Russia's NATO envoy Dmitry Rogozin played down rumors by Russian media on Tuesday that he plans to lead the Just Russia party and become a possible presidential candidate.

Federation Council Speaker Sergei Mironov abruptly stepped down as leader of the Just Russia party over the weekend, sparking speculation that he was vacating the spot for another heavyweight like Rogozin or even President Dmitry Medvedev.

On Tuesday, Novy Region internet news agency published an interview with Konstantin Zatulin, a United Russia party member and deputy in Russia's lower house of parliament, the State Duma, where he said the party would be headed by Rogozin.

"I have been paying attention to Dmitry Rogozin's gradual return to politics and assume that Rogozin will in September, when the new party lists are formulated, return and become the leader of Just Russia, or will be the first person on the [presidential] ballot," Zatulin was quoted by Novy Region as saying.

Rogozin played down the prospects of becoming the new leader of Just Russia or becoming a presidential candidate.

"It's not important what a person says but why [he said it]," Rogozin told RIA Novosti in a Facebook message, adding: "But not even that is important to Zatulin."

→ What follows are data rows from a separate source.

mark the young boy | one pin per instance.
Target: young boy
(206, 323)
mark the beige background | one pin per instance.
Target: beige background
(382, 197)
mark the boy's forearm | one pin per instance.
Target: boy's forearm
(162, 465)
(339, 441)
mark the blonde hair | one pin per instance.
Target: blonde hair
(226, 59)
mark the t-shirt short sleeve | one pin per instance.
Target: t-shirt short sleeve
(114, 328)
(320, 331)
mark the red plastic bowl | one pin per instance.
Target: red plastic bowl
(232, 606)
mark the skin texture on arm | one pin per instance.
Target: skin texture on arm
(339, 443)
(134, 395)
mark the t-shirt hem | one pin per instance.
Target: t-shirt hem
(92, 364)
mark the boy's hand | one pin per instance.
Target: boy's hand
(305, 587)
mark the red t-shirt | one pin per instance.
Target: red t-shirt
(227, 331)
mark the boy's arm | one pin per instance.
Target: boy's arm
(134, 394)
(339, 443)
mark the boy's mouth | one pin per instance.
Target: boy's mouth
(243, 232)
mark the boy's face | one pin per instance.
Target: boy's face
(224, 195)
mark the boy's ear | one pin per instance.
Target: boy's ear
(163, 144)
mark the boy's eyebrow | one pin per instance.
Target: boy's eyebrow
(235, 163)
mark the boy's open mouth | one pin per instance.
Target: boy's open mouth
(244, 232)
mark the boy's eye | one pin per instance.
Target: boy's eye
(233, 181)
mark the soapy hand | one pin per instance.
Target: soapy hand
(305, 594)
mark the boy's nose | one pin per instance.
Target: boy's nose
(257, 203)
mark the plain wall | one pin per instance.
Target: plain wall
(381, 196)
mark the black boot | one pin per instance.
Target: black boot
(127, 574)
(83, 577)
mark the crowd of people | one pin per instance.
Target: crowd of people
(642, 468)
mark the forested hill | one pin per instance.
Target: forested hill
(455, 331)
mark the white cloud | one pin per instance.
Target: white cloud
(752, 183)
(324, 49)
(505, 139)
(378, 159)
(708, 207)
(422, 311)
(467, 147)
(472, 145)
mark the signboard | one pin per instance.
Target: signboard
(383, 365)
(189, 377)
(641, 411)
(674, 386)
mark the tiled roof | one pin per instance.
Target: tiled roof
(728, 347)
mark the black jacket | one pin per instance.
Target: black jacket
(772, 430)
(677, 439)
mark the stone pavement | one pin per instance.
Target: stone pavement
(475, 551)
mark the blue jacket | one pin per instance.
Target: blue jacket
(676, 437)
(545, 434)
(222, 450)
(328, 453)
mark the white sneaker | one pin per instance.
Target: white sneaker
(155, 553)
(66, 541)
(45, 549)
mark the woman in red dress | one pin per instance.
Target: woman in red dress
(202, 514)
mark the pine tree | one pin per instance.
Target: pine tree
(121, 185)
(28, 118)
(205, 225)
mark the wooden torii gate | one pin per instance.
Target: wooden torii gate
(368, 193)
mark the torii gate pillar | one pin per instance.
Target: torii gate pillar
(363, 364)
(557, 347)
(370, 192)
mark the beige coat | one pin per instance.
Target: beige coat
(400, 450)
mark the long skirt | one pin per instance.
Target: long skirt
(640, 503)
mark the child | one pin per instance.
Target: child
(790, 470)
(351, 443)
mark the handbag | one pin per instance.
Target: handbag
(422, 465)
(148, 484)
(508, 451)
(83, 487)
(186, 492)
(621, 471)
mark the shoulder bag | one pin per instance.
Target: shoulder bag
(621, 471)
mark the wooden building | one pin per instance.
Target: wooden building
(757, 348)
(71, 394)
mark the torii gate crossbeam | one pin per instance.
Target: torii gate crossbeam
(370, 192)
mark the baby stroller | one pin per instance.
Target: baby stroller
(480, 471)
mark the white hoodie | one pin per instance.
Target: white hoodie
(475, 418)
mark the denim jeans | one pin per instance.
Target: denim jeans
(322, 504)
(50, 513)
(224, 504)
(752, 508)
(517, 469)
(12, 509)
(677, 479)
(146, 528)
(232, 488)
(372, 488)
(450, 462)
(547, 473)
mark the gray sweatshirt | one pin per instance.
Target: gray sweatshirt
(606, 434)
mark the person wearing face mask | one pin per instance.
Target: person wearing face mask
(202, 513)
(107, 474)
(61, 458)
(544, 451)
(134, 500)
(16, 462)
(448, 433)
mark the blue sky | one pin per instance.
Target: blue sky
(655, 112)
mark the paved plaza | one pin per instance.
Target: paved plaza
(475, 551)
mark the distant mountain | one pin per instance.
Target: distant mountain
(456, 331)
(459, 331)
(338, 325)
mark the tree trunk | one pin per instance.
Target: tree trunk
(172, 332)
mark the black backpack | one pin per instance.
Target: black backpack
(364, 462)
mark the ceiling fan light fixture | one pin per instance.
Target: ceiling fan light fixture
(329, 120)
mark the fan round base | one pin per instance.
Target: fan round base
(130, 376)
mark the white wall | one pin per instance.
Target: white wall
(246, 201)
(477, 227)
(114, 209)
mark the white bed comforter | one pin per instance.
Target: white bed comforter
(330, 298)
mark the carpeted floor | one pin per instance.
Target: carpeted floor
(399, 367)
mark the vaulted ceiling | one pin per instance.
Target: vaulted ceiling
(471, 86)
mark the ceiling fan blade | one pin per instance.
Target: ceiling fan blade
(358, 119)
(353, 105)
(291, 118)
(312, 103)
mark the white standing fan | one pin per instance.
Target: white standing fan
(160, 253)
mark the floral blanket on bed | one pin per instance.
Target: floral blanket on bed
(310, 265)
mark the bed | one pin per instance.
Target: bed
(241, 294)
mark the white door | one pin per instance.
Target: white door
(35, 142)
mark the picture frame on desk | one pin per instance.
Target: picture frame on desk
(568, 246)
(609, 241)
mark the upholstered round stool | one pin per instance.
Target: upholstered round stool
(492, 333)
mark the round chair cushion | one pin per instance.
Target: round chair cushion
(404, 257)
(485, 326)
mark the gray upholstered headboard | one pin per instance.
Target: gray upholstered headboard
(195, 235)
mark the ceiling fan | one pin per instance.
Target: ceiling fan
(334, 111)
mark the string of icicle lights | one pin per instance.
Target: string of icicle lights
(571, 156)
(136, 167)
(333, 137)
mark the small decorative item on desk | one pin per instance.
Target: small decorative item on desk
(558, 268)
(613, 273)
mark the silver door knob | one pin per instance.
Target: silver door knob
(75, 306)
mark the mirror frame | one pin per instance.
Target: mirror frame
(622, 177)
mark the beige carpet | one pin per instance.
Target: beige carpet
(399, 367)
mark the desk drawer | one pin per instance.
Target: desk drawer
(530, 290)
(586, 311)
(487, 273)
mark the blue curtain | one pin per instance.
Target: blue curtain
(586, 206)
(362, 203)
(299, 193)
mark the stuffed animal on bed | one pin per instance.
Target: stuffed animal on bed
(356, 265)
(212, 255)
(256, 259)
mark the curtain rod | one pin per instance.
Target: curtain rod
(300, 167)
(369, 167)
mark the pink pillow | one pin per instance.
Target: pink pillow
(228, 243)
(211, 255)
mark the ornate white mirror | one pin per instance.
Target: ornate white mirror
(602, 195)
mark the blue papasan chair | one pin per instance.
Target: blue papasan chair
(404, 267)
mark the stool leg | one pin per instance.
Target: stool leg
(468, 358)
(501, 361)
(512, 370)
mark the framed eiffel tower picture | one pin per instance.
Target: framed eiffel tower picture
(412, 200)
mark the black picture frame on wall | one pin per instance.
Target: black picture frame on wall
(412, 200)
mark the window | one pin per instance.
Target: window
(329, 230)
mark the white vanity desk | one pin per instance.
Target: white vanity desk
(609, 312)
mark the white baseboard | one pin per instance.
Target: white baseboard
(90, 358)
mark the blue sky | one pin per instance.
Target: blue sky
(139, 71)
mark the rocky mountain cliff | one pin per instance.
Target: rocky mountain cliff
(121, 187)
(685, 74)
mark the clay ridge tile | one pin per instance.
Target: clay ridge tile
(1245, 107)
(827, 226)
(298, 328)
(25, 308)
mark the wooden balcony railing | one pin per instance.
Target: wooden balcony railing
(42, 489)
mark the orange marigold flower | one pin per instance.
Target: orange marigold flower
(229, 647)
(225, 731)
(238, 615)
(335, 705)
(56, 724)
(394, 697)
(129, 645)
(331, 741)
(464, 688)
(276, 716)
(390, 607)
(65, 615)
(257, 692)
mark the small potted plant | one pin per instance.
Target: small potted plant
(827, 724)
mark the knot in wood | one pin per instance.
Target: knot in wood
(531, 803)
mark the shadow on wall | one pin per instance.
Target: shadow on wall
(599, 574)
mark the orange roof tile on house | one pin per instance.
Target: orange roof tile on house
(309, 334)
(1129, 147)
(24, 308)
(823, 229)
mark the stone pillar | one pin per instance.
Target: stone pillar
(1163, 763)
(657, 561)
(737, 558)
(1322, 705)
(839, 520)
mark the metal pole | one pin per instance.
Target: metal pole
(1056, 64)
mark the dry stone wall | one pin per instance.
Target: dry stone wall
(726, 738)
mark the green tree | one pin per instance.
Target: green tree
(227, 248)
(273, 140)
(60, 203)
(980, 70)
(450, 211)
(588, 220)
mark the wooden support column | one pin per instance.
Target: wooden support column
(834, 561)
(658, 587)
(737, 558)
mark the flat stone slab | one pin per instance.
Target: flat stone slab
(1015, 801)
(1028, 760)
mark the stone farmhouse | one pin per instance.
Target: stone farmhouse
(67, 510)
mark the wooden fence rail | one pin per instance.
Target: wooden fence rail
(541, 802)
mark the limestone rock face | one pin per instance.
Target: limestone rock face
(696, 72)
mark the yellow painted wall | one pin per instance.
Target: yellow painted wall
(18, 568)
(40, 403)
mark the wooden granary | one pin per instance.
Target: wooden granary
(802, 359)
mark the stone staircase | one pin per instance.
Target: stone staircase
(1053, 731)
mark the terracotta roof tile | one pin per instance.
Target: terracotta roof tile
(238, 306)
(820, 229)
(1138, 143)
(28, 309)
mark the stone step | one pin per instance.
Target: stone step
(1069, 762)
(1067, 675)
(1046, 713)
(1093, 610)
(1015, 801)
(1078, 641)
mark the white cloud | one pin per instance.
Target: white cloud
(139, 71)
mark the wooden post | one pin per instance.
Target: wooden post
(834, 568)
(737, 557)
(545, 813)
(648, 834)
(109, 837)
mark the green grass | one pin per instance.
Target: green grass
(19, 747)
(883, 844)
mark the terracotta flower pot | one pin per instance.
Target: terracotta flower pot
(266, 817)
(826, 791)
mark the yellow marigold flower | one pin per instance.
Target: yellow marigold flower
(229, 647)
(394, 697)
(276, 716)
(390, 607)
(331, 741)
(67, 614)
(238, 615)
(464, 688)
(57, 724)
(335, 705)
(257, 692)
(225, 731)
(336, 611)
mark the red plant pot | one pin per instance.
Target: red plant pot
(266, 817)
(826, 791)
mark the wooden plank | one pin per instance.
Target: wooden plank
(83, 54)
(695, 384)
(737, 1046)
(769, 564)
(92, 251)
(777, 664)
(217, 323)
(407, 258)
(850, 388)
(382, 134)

Nikolai Levichev is presently the acting leader of the Just Russia party after Mironov stepped down; however, Zatulin believes that Levichev is merely a stand-in until September in order to make smoother the transfer of power to Rogozin.

On his Facebook page, Rogozin posted the Novy Region's story with the comment: "It would be better if Zatulin looked out for his own future and didn't decide theirs for others."

Rogozin failed to respond when asked by RIA Novosti to comment on whether he had any plans to lead the Just Russia party or was considering running for president in 2012.

Zatulin has been a controversial figure in politics, losing his mandate in the State Duma in 1995 and returning only in 2003. He become persona non grata in Ukraine and later banned from entering the country for his statements on the Crimean Peninsula.